In certain embodiments of the semiconductor structure, the uppermost surface is located at a vertical distance from the lowest surface of the gate structure of from 0 to 10 nanometers.

In certain embodiments of the semiconductor structure, the gate structure includes an outer gate portion overlying a stack of vertically spaced inner gate portions separated by semiconductor nanosheets; each source/drain contact includes a sidewall nearest the gate structure; and each source/drain contact includes projections extending laterally from the sidewall toward the semiconductor nanosheets.

In certain embodiments of the semiconductor structure, each projection has a rounded exterior surface formed with an angle of 20 to 85 degrees.

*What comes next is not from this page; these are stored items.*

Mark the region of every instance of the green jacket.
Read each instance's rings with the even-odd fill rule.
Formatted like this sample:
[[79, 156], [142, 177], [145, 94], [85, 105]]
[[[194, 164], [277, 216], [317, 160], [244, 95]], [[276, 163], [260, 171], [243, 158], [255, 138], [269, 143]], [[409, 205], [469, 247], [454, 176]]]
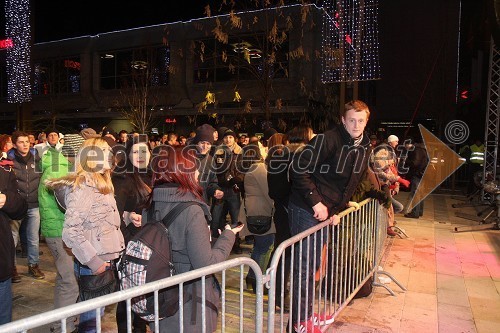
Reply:
[[38, 204], [42, 235], [45, 237], [62, 237], [64, 225], [64, 212], [52, 191], [45, 186], [45, 180], [66, 176], [71, 169], [71, 163], [54, 148], [49, 148], [40, 159], [42, 177], [38, 186]]

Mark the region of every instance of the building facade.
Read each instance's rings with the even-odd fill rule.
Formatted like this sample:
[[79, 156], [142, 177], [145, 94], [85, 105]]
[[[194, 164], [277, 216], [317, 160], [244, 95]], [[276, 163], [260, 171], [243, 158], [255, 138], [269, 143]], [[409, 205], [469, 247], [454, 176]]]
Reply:
[[137, 112], [160, 132], [207, 121], [255, 132], [313, 113], [331, 121], [337, 85], [321, 82], [323, 19], [322, 8], [293, 5], [35, 44], [30, 102], [6, 103], [2, 69], [1, 131], [131, 129], [124, 114]]

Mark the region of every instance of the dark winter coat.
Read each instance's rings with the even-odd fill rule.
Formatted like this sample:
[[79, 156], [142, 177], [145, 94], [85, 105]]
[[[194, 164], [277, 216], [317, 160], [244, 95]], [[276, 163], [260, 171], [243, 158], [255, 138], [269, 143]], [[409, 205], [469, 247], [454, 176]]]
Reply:
[[[176, 272], [184, 273], [193, 269], [217, 264], [229, 257], [234, 244], [235, 235], [230, 230], [224, 230], [213, 247], [210, 246], [210, 230], [205, 215], [209, 215], [209, 207], [193, 194], [180, 194], [177, 187], [159, 186], [153, 189], [153, 205], [156, 219], [161, 220], [173, 207], [180, 202], [197, 201], [200, 205], [189, 206], [182, 211], [170, 226], [172, 242], [172, 259]], [[153, 208], [154, 207], [154, 208]], [[143, 225], [148, 223], [148, 212], [142, 214]], [[201, 280], [195, 280], [197, 295], [202, 296]], [[206, 300], [219, 307], [220, 292], [215, 277], [206, 279]], [[192, 291], [193, 282], [184, 285], [185, 290]], [[202, 331], [201, 303], [196, 306], [196, 322], [191, 322], [192, 301], [184, 303], [184, 332], [198, 333]], [[179, 332], [179, 312], [160, 321], [160, 331]], [[206, 331], [213, 332], [217, 328], [217, 312], [206, 307]]]
[[217, 175], [213, 171], [213, 157], [208, 153], [205, 155], [198, 154], [197, 157], [200, 162], [200, 166], [198, 167], [198, 171], [200, 172], [198, 182], [203, 188], [203, 200], [207, 205], [210, 205], [210, 198], [213, 198], [215, 191], [221, 190]]
[[31, 152], [24, 157], [14, 150], [12, 161], [19, 192], [26, 199], [28, 208], [38, 207], [38, 185], [42, 174], [36, 169], [38, 169], [37, 164], [40, 163], [40, 158]]
[[[120, 229], [123, 233], [125, 243], [128, 243], [128, 241], [139, 232], [140, 228], [136, 227], [133, 223], [127, 225], [125, 221], [123, 221], [123, 212], [135, 212], [140, 214], [147, 198], [141, 197], [132, 174], [113, 174], [111, 181], [115, 188], [116, 207], [118, 208], [118, 214], [121, 220]], [[143, 182], [146, 184], [150, 181], [146, 178], [143, 179]]]
[[218, 146], [213, 156], [214, 171], [217, 174], [217, 182], [223, 188], [231, 188], [237, 185], [243, 188], [245, 175], [241, 170], [242, 149], [236, 143], [232, 150], [228, 146]]
[[406, 159], [406, 166], [408, 167], [408, 177], [421, 178], [424, 175], [425, 168], [429, 163], [429, 158], [427, 157], [427, 150], [425, 145], [422, 143], [416, 143], [413, 145], [414, 149], [409, 150], [408, 157]]
[[370, 140], [365, 134], [358, 146], [338, 125], [315, 136], [293, 157], [290, 166], [290, 201], [313, 214], [322, 202], [329, 216], [346, 208], [368, 166]]
[[291, 184], [288, 177], [288, 169], [292, 163], [293, 155], [304, 147], [302, 143], [291, 143], [281, 150], [271, 149], [267, 155], [267, 184], [269, 186], [269, 197], [275, 204], [288, 206]]
[[14, 269], [15, 249], [10, 220], [23, 218], [28, 209], [26, 200], [17, 190], [11, 161], [0, 161], [0, 192], [6, 197], [5, 204], [0, 208], [0, 281], [5, 281], [12, 277]]

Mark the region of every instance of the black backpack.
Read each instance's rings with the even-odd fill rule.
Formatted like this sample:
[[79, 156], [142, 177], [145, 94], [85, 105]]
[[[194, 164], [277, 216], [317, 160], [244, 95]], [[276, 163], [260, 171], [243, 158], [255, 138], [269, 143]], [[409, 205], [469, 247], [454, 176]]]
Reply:
[[[152, 218], [128, 242], [120, 259], [118, 271], [122, 290], [144, 285], [175, 275], [172, 248], [168, 231], [172, 222], [184, 209], [199, 205], [194, 201], [177, 204], [161, 221]], [[150, 210], [148, 216], [154, 214]], [[132, 311], [147, 321], [154, 321], [154, 294], [132, 298]], [[179, 310], [179, 288], [172, 286], [158, 292], [159, 319], [170, 317]]]

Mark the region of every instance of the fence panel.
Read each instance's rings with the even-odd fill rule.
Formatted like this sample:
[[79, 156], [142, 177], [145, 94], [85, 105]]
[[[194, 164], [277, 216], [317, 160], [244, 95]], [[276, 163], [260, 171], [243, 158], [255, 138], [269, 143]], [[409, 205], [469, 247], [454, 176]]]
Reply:
[[[255, 297], [245, 297], [243, 292], [243, 280], [246, 271], [252, 269], [255, 272], [256, 284], [256, 296]], [[134, 297], [145, 295], [149, 293], [154, 293], [156, 309], [158, 309], [158, 291], [164, 288], [179, 286], [179, 305], [183, 304], [183, 288], [186, 283], [196, 279], [202, 279], [205, 281], [206, 277], [212, 274], [220, 275], [220, 285], [221, 285], [221, 308], [219, 309], [219, 325], [220, 332], [227, 332], [231, 330], [234, 320], [238, 320], [239, 331], [243, 332], [244, 328], [251, 332], [262, 332], [263, 322], [263, 276], [259, 268], [259, 265], [252, 259], [246, 257], [240, 257], [231, 259], [216, 265], [211, 265], [203, 267], [190, 272], [182, 273], [169, 277], [163, 280], [148, 283], [143, 286], [131, 288], [129, 290], [122, 290], [109, 295], [101, 296], [95, 299], [91, 299], [85, 302], [76, 303], [64, 308], [55, 309], [45, 313], [41, 313], [32, 317], [17, 320], [15, 322], [2, 325], [0, 327], [0, 332], [2, 333], [14, 333], [14, 332], [27, 332], [29, 329], [34, 329], [37, 327], [42, 327], [44, 325], [50, 324], [52, 322], [60, 321], [63, 328], [63, 333], [66, 329], [66, 318], [81, 314], [83, 312], [95, 310], [97, 313], [97, 331], [101, 332], [101, 316], [99, 309], [108, 305], [116, 304], [121, 301], [127, 301], [127, 312], [128, 312], [128, 332], [132, 332], [131, 329], [131, 303], [130, 300]], [[226, 290], [228, 289], [228, 282], [231, 285], [239, 286], [239, 297], [238, 305], [228, 307], [228, 297]], [[245, 318], [244, 308], [245, 305], [253, 303], [255, 306], [255, 315], [251, 318]], [[179, 307], [180, 322], [182, 322], [182, 306]], [[202, 309], [203, 314], [201, 320], [203, 320], [203, 332], [205, 329], [205, 294], [202, 297]], [[231, 325], [228, 326], [228, 317], [231, 316]], [[235, 319], [236, 318], [236, 319]], [[245, 320], [247, 319], [247, 320]], [[158, 320], [155, 323], [158, 327]], [[180, 325], [182, 329], [182, 325]], [[160, 332], [161, 333], [161, 332]]]
[[[320, 326], [327, 326], [365, 283], [372, 283], [372, 278], [376, 280], [377, 274], [394, 279], [387, 272], [378, 271], [387, 237], [387, 211], [377, 201], [365, 200], [358, 209], [349, 208], [339, 215], [341, 221], [337, 226], [329, 222], [319, 223], [276, 249], [266, 272], [269, 277], [269, 333], [275, 329], [293, 332], [285, 310], [292, 314], [293, 324], [304, 322], [314, 314], [320, 318], [317, 320]], [[284, 266], [288, 256], [290, 268], [286, 271]], [[277, 272], [280, 272], [279, 276]], [[286, 274], [290, 280], [290, 299], [285, 299]], [[399, 282], [395, 282], [404, 290]], [[328, 320], [325, 315], [333, 318]], [[317, 322], [305, 325], [317, 325]]]
[[[405, 290], [389, 273], [378, 270], [387, 238], [387, 211], [377, 201], [365, 200], [358, 208], [349, 208], [339, 215], [341, 221], [337, 226], [322, 222], [283, 242], [276, 249], [265, 275], [255, 261], [247, 257], [239, 257], [144, 286], [18, 320], [2, 325], [0, 331], [27, 332], [28, 329], [42, 327], [55, 321], [60, 321], [62, 327], [65, 328], [66, 318], [94, 310], [98, 319], [98, 332], [101, 332], [99, 309], [126, 301], [128, 332], [132, 332], [130, 315], [132, 298], [154, 293], [156, 308], [158, 308], [158, 291], [171, 286], [179, 286], [179, 304], [183, 304], [183, 289], [187, 283], [196, 279], [201, 279], [202, 283], [205, 283], [206, 277], [212, 274], [219, 278], [221, 284], [219, 332], [259, 333], [263, 331], [265, 321], [267, 321], [269, 333], [275, 330], [293, 332], [293, 325], [288, 325], [290, 313], [294, 316], [294, 322], [304, 321], [313, 313], [331, 315], [331, 321], [326, 320], [327, 318], [317, 320], [323, 321], [321, 326], [327, 326], [333, 322], [333, 318], [338, 316], [365, 283], [382, 286], [394, 295], [388, 286], [377, 283], [378, 274], [389, 276], [401, 289]], [[255, 272], [255, 295], [245, 292], [244, 278], [248, 269]], [[289, 286], [287, 286], [288, 280]], [[269, 289], [267, 316], [264, 313], [266, 301], [264, 286]], [[287, 288], [290, 290], [289, 299], [285, 298]], [[205, 295], [202, 296], [204, 299]], [[312, 306], [306, 306], [306, 304]], [[180, 308], [182, 309], [182, 306]], [[205, 332], [204, 300], [202, 308], [201, 320], [204, 323], [202, 331]], [[252, 313], [251, 308], [254, 308], [255, 312]], [[277, 308], [278, 313], [276, 313]], [[182, 320], [183, 312], [180, 313], [179, 321], [182, 323]], [[310, 325], [313, 324], [318, 323], [310, 323]], [[158, 327], [158, 321], [155, 326]], [[180, 327], [182, 331], [182, 325]]]

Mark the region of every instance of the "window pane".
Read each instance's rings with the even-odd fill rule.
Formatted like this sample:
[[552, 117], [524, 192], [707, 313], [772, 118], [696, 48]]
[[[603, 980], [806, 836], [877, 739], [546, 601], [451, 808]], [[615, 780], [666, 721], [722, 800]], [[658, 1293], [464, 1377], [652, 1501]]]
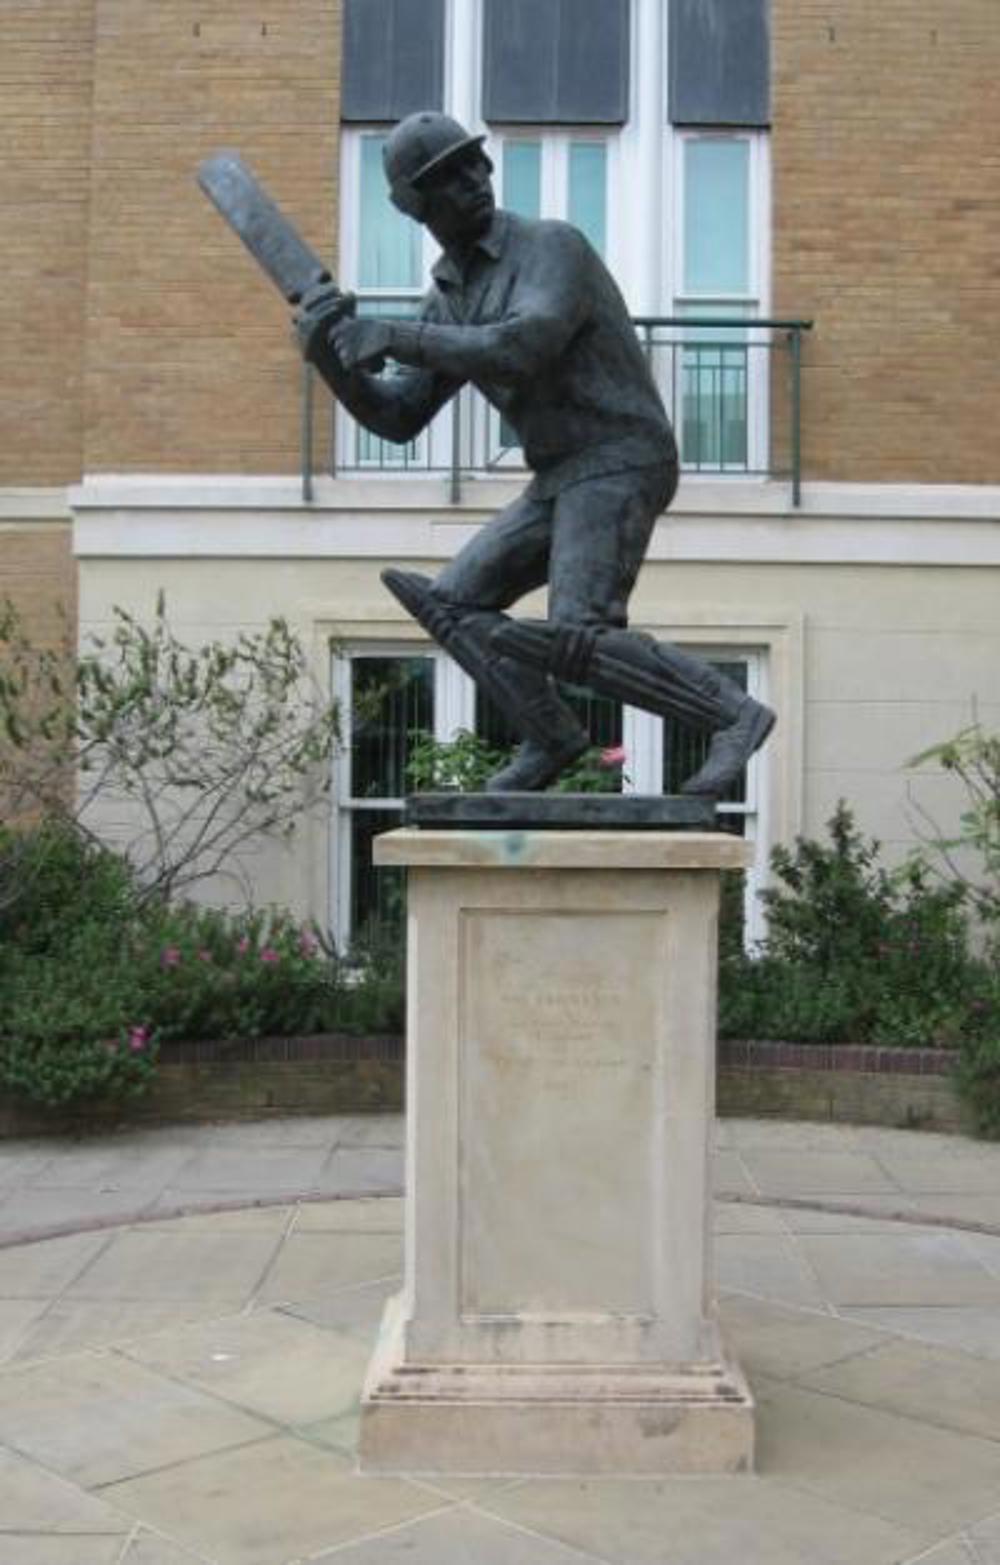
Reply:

In another embodiment, a semiconductor structure is provided and includes a gate-all-around (GAA) structure including an outer gate portion overlying a stack of vertically spaced inner gate portions separated by semiconductor nanosheets; a vertically-extending metal contact located laterally adjacent to the outer gate portion and the stack of vertically spaced inner gate portions; wherein the stack of vertically spaced inner gate portions includes an uppermost inner gate portion; and wherein from 0 to 2 nanometers of epitaxial material is located directly between the uppermost inner gate portion and the vertically-extending metal contact.

In certain embodiments of the semiconductor structure, the stack of vertically spaced inner gate portions includes a lowest inner gate portion; and from 0 to 20 nanometers of epitaxial material is located directly between the lowest inner gate portion and the vertically-extending metal contact.

In certain embodiments of the semiconductor structure, the stack of vertically spaced inner gate portions includes a lowest inner gate portion; no epitaxial material is located directly between the uppermost inner gate portion and the vertically-extending metal contact; and no epitaxial material is located directly between the lowest inner gate portion and the vertically-extending metal contact.

In certain embodiments of the semiconductor structure, the vertically-extending metal contact has a bottom surface having a U-shaped cross-section formed with an angle of from 20 to 85 degrees.

In certain embodiments of the semiconductor structure, the vertically-extending metal contact includes a sidewall nearest the GAA structure; and the vertically-extending metal contact includes projections extending laterally from the sidewall toward the semiconductor nanosheets.

The foregoing outlines features of several embodiments so that those skilled in the art may better understand the aspects of the present disclosure. Those skilled in the art should appreciate that they may readily use the present disclosure as a basis for designing or modifying other processes and structures for carrying out the same purposes and/or achieving the same advantages of the embodiments introduced herein. Those skilled in the art should also realize that such equivalent constructions do not depart from the spirit and scope of the present disclosure, and that they may make various changes, substitutions, and alterations herein without departing from the spirit and scope of the present disclosure.